Civil asset forfeiture is the resurrection of an old and hated practice. From Jeff Thomas at international man.com:
In 1066, my family were centred in Somerset, England, where, if a horse ran over and killed someone, or a boat capsized, and caused a drowning, that horse or boat was given over to the victim’s family, under “noxal surrender.”
Alternatively, if an animal or object were responsible for the death of a person other than its owner, it could be taken and sold, and the proceeds passed to the family of the deceased.
One can see the purpose here – to provide some sort of compensation for those aggrieved.
However, as readers will know, the Normans came over to the British Isles in 1066 and conquered much of England.
Subsequently, the practice of noxal surrender was formalized into English common law and enforced by the state.
And, of course, as we know, when the state takes charge of anything, no matter how insignificant, it eventually finds a way to turn that power into a means of state profit.
The state, by its very nature is a parasite. It produces nothing. It serves to extract value from those who do produce.

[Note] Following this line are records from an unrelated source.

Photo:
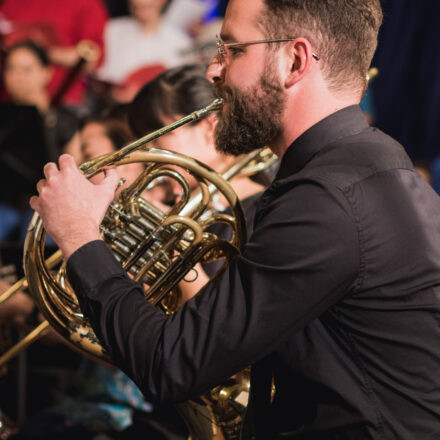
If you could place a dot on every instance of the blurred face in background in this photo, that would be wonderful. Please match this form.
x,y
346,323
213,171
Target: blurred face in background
x,y
194,140
146,11
25,77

And so, beginning in the late eleventh century, the deodand was introduced into law. A deodand was defined as a chattel that had caused a death and was therefore guilty of a crime against God. The Crown would find the chattel itself guilty of being a deodand, would confiscate the chattel, sell it and give the proceeds to “a pious purpose” – not to the aggrieved party.
Once the aggrieved party was removed from the equation, it wasn’t difficult to expand the law to include not only the loss of the chattel, but a fine of equal value to the chattel.